After almost 36 hours of travelling I made it back to Stroud. The outskirts of the town are probably one of the best places to be in such a time. It’s full of open space, fresh air and countryside, and crucially, not that many people.

So far, my days have mainly revolved around long dog walks and watching things on Netflix and Disney+. I would be lying if I tried to pretend that this is drastically different from my life back home in normal circumstances. The only thing I’m really missing is being able to meet friends down at Stroud Brewery for a pint.

I’m going to try and write often on here for however long this pandemic lasts for, to preserve my own sanity as much as anything else. Or at least what’s left of it.

I’m also going to use this time to write things that I’ve been meaning to for years. One of them is for a script of of Doctor Who that has been in my head since 2007, which is also a brief description of the story as it involves things tunnelling inside peoples’ heads.

At the moment, I don’t have the ending sorted. But then this detail hasn’t stopped many Doctor Who scripts being written over the years. It’s difficult to see it ever making it into production in the foreseeable future, but in order to succeed or fail you have to try first.
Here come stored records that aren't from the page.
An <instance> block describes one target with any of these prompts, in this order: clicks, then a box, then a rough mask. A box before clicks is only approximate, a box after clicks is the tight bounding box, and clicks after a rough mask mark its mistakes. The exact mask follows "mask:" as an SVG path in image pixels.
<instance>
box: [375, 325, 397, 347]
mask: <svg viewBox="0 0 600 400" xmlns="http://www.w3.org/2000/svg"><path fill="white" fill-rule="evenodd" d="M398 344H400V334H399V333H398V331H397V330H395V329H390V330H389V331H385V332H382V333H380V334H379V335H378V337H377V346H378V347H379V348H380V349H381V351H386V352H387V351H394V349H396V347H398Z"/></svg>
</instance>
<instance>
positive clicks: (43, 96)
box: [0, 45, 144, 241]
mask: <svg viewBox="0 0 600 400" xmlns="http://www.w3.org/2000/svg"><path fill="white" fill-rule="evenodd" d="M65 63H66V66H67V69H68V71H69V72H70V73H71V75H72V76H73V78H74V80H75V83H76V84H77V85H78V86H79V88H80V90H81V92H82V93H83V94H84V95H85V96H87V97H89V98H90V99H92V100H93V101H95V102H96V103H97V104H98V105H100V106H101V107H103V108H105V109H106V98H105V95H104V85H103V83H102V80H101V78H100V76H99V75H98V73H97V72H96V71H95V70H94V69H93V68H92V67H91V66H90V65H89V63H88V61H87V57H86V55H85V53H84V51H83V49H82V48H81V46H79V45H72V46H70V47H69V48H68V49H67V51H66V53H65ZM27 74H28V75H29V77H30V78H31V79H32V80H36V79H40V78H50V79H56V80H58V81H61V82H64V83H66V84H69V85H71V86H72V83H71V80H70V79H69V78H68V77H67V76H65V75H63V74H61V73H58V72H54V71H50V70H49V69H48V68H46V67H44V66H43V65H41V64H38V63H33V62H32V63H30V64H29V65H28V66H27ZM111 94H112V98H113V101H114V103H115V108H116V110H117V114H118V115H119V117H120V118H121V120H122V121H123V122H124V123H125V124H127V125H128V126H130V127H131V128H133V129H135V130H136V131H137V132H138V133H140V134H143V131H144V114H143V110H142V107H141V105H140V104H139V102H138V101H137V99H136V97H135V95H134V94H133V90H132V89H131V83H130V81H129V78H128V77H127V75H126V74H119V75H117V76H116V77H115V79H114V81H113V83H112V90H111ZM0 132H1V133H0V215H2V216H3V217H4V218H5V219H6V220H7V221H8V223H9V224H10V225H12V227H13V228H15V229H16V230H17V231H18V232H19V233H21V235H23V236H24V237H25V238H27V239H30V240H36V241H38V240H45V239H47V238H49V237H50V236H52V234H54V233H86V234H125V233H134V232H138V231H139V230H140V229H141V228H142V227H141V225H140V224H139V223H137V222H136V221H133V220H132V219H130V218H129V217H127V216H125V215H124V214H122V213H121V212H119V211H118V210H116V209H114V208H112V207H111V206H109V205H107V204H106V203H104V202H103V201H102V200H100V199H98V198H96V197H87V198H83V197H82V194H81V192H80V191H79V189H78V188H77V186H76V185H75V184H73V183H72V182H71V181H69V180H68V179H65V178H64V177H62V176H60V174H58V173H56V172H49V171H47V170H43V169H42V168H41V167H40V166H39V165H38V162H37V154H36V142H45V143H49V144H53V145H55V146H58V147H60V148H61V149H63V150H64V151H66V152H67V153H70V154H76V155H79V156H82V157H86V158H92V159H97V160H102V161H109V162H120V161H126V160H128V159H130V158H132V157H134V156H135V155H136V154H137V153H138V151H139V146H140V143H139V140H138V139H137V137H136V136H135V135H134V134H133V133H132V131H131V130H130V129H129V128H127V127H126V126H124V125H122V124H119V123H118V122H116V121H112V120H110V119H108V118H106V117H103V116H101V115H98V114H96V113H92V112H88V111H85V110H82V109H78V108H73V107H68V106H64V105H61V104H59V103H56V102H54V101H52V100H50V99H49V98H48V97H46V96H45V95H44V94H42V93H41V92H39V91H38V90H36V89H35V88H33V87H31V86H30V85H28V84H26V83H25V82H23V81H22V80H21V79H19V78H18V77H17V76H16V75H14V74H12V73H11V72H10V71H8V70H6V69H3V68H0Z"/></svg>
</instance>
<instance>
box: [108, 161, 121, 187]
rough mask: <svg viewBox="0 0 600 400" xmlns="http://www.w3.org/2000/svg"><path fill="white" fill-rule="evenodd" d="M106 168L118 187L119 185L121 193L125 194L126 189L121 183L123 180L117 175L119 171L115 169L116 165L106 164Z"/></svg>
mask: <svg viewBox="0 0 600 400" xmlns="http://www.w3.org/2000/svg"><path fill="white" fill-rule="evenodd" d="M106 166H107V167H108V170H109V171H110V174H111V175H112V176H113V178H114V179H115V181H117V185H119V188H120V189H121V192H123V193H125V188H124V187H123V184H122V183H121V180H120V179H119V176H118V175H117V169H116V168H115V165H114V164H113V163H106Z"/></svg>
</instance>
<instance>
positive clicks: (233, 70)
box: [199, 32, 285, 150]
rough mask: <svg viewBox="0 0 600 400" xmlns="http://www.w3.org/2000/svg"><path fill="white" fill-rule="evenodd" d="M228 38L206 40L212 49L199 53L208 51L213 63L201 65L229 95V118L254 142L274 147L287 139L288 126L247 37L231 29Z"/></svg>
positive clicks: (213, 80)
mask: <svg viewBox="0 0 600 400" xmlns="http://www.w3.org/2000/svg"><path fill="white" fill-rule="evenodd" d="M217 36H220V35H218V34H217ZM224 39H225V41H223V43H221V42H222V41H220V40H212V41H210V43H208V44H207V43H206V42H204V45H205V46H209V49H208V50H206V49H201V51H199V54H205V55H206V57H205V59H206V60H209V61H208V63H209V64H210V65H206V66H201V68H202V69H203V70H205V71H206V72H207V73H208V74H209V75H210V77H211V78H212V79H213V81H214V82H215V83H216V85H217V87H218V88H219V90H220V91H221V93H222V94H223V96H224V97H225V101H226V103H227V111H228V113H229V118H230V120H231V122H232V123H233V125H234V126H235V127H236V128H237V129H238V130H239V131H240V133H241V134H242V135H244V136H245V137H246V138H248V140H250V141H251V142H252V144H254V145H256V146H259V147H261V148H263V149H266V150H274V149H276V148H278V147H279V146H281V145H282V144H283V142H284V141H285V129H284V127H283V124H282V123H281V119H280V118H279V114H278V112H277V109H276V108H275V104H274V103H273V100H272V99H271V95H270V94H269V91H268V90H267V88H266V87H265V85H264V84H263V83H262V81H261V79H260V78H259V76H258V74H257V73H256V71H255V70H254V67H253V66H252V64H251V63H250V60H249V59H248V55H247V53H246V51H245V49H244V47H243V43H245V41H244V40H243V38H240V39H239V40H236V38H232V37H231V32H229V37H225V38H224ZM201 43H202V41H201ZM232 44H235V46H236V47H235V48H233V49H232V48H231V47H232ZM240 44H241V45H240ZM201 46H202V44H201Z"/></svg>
The other thing I feel I should mention is the cancelling of Edinburgh Fringe. I am disappointed, as it has been a firm fixture on my calendar now for the past decade and the source of so much euphoria, plus a hefty chunk of despair. If it wasn’t for the Fringe, I probably would have quit comedy a few years ago. It is the one thing that has kept me going in recent years when indifference from some audiences, combined with a lack of gigs, has made me question whether it’s worth persisting with.

Nevertheless, I understand the reasons for cancelling and definitely think it’s for the best. The city of Edinburgh could do with a year off as much as anything else. The Fringe has become too bloated and hopefully the break will give organisers enough time for a rethink.

At the moment, it’s unclear how long the lockdown is going to last for. The longer it goes on, the more difficult it will be for things to return to how they were before. I don’t know how the comedy circuit will look after all of this, or even if I’ll be part of it. But times like this remind me just how there are things much more important things in life.